コネクテッド・カーでは、安全関連のインサイトに影響を与え得る遅延の問題が発生することがよくあります。Travelping GmbHは、IoTネットワーキングをより効率的なものとするために、国境をまたいでのデータ管理規制の課題を解決できるITインフラストラクチャー・プラットフォームを開発する必要がありました。

変換

Travelpingは、ネットワークをコネクテッド・デバイスにさらに近づける必要があると判断しました。IBM Cloudを活用し、自社開発のKubernetesクラスターを使用して、車両にデータを送信するスケーラブルでクラウドネイティブなパケット・ゲートウェイ・ソリューションを構築しました。

結果 リアルタイムで車両安全性データのインサイトを得るために
IoT(モノのインターネット)の遅延を95%以上削減
コモディティー・ハードウェア上でスケーラブルなサービスを提供することで
リソースを節約
貨物を車両がある場所に輸送することで
データを国内で保持
ビジネス上の課題の詳細
低速レーンで動きが取れなくなる

もはや未来人でなくても、自分の車で宇宙時代の機能を楽しむことができます。コネクテッド・カーではIoT(モノのインターネット)テクノロジーを活用して、ドライバーは移動にかかる時間と途上で回避すべき問題を判断でき、後部座席の子供たちはストリーミングで映画を観ることができます。車両内のデバイスを他のデバイスやネットワークに接続できるので、車両の状態、位置、速度などのインサイトが得られます。そのインサイトのメリットとして、乗客の安全性や車両のメンテナンス状況などを改善できます。

しかしEUには、一般データ保護規則(GDPR)というある種の障害があります。
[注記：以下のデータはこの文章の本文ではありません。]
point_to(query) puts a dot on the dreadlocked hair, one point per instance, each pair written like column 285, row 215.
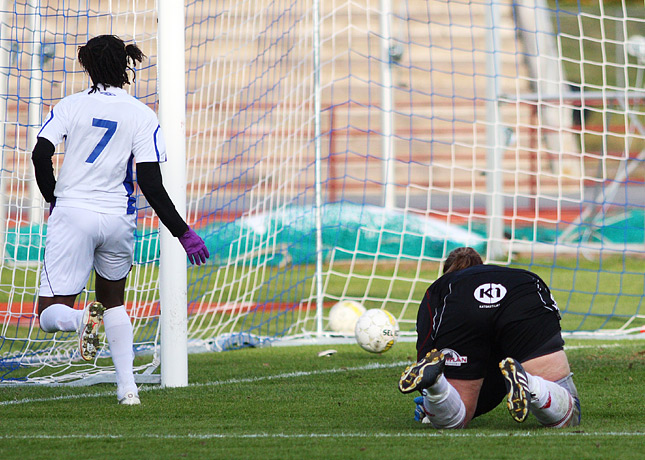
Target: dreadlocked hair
column 106, row 58
column 461, row 258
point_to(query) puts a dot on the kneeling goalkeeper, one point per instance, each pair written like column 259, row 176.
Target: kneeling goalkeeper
column 486, row 332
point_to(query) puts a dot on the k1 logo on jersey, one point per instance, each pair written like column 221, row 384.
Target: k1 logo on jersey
column 490, row 293
column 453, row 358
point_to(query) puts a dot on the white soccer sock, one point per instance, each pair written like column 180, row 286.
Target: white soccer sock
column 118, row 330
column 59, row 317
column 443, row 405
column 551, row 404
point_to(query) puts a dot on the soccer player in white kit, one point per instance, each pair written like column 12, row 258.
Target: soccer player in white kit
column 92, row 221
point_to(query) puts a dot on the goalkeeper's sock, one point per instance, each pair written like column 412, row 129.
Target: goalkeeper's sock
column 552, row 404
column 443, row 405
column 118, row 330
column 59, row 317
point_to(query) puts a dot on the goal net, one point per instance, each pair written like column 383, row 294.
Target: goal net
column 339, row 151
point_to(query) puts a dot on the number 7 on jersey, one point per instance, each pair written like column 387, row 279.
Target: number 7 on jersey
column 111, row 129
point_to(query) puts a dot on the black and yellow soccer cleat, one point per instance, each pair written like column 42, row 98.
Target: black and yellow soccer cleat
column 423, row 374
column 517, row 385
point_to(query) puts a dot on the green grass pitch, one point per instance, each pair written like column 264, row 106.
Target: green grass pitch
column 286, row 402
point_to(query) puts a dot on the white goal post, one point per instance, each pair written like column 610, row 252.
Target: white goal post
column 339, row 150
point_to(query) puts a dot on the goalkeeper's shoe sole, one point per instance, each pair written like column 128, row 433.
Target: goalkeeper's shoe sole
column 130, row 399
column 88, row 334
column 423, row 374
column 517, row 385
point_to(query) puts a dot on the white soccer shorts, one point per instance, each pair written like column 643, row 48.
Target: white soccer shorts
column 79, row 240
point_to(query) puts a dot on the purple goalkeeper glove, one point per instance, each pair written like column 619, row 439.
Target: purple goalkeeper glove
column 194, row 247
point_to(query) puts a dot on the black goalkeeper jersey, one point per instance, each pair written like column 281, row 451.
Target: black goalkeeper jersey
column 483, row 314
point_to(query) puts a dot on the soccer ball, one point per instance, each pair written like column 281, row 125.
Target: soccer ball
column 344, row 315
column 376, row 331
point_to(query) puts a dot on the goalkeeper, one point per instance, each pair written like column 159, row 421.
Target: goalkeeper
column 486, row 332
column 92, row 208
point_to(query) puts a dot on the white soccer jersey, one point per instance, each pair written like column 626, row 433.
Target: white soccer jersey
column 104, row 131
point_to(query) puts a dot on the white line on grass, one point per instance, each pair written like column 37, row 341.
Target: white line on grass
column 285, row 375
column 424, row 434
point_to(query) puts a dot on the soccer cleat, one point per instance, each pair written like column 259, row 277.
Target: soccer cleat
column 130, row 399
column 517, row 385
column 88, row 334
column 423, row 374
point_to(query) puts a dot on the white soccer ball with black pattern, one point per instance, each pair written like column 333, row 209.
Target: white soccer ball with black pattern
column 377, row 330
column 344, row 315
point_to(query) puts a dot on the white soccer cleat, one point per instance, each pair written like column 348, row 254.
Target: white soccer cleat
column 130, row 399
column 88, row 333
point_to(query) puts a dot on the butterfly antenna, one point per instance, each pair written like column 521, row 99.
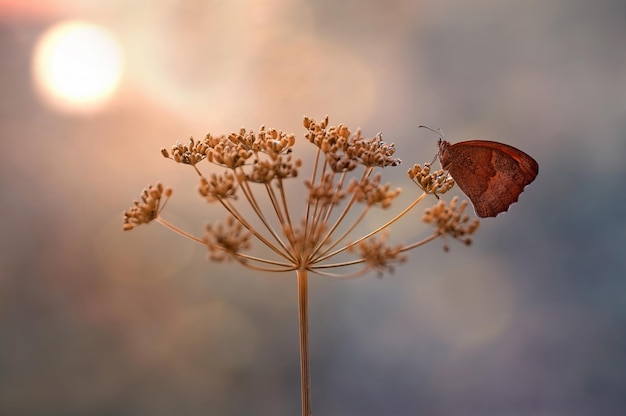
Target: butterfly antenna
column 441, row 135
column 438, row 132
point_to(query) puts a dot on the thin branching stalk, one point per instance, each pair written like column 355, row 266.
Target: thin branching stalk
column 303, row 321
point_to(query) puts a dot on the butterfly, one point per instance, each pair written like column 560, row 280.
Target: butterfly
column 491, row 174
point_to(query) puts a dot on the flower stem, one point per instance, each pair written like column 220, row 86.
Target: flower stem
column 303, row 316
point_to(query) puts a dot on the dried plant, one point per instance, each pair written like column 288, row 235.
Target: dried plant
column 342, row 189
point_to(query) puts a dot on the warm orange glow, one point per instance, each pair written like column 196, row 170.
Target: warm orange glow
column 77, row 66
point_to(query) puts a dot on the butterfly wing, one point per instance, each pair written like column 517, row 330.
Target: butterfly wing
column 491, row 174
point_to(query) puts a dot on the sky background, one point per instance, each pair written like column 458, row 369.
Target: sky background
column 529, row 320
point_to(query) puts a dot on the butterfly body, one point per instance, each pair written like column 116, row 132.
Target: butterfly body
column 491, row 174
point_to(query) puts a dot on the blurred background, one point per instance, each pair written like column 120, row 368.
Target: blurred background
column 530, row 320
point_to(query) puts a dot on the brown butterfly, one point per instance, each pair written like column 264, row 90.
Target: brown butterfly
column 491, row 174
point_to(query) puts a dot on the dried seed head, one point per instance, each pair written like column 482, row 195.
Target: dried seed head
column 451, row 220
column 146, row 210
column 189, row 154
column 218, row 187
column 344, row 152
column 225, row 240
column 436, row 183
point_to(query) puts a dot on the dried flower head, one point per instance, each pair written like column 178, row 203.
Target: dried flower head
column 148, row 209
column 451, row 220
column 435, row 183
column 345, row 174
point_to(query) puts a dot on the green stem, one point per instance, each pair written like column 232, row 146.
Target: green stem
column 303, row 317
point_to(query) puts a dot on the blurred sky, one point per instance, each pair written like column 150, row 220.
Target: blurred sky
column 530, row 320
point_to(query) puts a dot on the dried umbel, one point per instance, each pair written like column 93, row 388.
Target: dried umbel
column 342, row 189
column 329, row 236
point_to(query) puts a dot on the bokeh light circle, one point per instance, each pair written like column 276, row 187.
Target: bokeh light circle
column 77, row 66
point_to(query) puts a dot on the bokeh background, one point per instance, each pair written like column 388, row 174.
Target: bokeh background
column 530, row 320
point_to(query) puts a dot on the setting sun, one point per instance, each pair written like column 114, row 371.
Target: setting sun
column 77, row 66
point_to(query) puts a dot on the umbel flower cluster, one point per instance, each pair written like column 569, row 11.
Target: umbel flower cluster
column 343, row 187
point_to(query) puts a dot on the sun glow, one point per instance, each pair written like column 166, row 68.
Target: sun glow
column 77, row 66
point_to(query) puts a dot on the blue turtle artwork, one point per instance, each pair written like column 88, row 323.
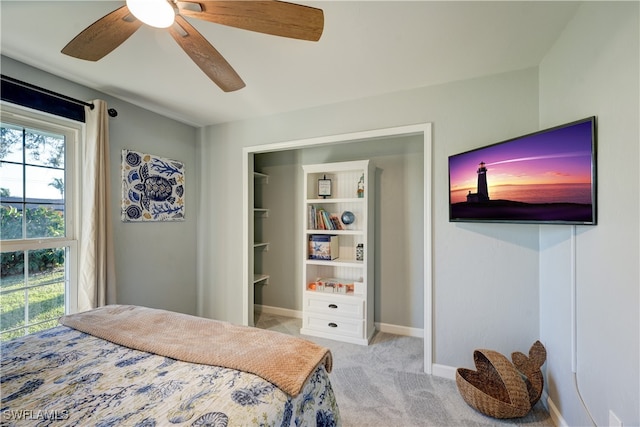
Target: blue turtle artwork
column 152, row 188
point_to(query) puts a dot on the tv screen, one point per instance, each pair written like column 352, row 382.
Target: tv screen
column 547, row 177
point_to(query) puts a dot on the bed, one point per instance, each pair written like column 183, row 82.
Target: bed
column 135, row 366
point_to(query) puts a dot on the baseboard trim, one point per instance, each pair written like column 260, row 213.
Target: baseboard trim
column 444, row 371
column 277, row 311
column 554, row 413
column 399, row 330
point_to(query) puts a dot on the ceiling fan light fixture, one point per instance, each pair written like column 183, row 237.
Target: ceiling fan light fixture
column 157, row 13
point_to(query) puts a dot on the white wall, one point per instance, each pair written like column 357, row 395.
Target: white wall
column 155, row 262
column 485, row 276
column 593, row 69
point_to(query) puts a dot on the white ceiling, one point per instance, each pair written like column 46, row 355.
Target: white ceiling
column 367, row 49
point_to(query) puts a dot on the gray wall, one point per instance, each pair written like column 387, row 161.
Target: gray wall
column 155, row 262
column 593, row 69
column 398, row 224
column 485, row 276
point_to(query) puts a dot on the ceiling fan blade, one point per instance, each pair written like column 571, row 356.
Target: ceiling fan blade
column 270, row 17
column 205, row 55
column 103, row 36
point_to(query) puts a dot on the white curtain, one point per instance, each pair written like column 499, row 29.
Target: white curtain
column 96, row 279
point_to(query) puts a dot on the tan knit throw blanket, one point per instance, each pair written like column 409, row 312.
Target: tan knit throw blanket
column 281, row 359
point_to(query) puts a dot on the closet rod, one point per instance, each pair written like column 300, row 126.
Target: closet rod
column 112, row 112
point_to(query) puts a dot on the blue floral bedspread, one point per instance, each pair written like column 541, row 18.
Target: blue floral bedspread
column 63, row 377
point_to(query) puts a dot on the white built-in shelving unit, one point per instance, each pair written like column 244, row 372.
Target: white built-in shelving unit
column 344, row 312
column 259, row 246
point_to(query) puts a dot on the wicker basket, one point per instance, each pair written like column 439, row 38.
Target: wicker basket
column 502, row 389
column 496, row 388
column 530, row 368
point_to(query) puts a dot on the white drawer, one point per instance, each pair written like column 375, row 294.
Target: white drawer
column 335, row 325
column 352, row 307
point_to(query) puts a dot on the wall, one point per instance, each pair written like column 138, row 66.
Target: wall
column 593, row 69
column 398, row 223
column 155, row 262
column 485, row 276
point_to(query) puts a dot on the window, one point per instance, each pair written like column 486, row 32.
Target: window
column 38, row 232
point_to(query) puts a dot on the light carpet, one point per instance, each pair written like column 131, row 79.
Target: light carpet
column 383, row 384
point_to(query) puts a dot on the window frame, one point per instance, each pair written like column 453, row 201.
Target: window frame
column 73, row 132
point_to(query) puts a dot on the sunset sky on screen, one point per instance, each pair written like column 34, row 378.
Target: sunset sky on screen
column 559, row 156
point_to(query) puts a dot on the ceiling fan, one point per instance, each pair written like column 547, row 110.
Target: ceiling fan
column 267, row 16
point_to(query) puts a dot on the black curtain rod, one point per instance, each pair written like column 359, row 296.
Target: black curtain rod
column 112, row 112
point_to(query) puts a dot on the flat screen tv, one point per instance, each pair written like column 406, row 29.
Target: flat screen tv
column 546, row 177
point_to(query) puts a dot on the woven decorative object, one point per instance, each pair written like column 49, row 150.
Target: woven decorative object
column 502, row 389
column 530, row 368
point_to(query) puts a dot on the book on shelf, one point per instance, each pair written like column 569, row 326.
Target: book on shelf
column 323, row 247
column 320, row 219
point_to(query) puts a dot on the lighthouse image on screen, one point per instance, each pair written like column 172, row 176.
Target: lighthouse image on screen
column 548, row 176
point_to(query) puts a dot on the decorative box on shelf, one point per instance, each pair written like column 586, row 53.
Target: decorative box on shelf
column 323, row 247
column 333, row 286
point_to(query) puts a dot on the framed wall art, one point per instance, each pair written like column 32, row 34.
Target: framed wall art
column 152, row 188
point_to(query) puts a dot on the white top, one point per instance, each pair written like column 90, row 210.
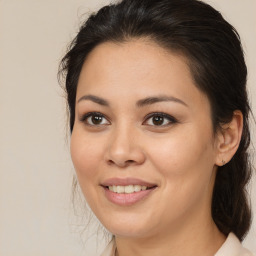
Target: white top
column 231, row 247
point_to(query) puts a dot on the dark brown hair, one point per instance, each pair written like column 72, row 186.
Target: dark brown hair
column 213, row 49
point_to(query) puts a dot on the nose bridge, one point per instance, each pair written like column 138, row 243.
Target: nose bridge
column 124, row 146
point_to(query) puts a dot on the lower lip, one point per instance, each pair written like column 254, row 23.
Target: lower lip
column 127, row 199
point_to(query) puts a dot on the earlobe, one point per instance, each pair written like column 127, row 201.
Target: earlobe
column 229, row 137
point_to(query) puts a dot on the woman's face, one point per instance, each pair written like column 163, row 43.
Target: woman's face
column 142, row 144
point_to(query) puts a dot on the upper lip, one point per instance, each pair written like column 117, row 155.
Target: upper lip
column 126, row 181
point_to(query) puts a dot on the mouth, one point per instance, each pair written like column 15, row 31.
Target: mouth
column 127, row 191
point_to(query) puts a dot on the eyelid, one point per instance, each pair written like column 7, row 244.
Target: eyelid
column 170, row 118
column 85, row 116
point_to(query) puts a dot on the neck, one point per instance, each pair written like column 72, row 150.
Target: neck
column 197, row 240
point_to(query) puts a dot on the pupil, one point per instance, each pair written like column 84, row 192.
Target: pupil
column 158, row 120
column 96, row 119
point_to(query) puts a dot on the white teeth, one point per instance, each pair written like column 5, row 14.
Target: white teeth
column 127, row 189
column 137, row 188
column 120, row 189
column 143, row 187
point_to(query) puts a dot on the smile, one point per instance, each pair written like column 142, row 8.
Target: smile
column 127, row 189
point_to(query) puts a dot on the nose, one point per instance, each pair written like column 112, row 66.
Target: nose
column 124, row 148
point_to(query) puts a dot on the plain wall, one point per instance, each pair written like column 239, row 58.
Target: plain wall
column 36, row 216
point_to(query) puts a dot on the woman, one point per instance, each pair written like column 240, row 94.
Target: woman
column 158, row 107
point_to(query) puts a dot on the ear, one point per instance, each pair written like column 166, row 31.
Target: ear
column 228, row 138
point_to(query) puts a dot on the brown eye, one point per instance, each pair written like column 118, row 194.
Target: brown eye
column 157, row 120
column 94, row 119
column 160, row 119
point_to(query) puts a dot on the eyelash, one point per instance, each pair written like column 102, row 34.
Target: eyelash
column 171, row 119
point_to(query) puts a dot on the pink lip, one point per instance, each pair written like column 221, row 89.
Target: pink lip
column 126, row 182
column 123, row 199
2018年5月に制定されたGDPRは、EU市民および欧州経済領域(EEA)内の市民のデータとプライバシーを保護することを目的としています。GDPRでは、個人データをEUおよびEEA域外に輸出することが許可されていません。コネクテッド・カーを所有していても、データを領域外に持ち出すことが許可されていない場合、車両のインサイトを得る機能は停止します。従来のネットワーク・ソリューションは遅延が発生するため、理想的ではありません。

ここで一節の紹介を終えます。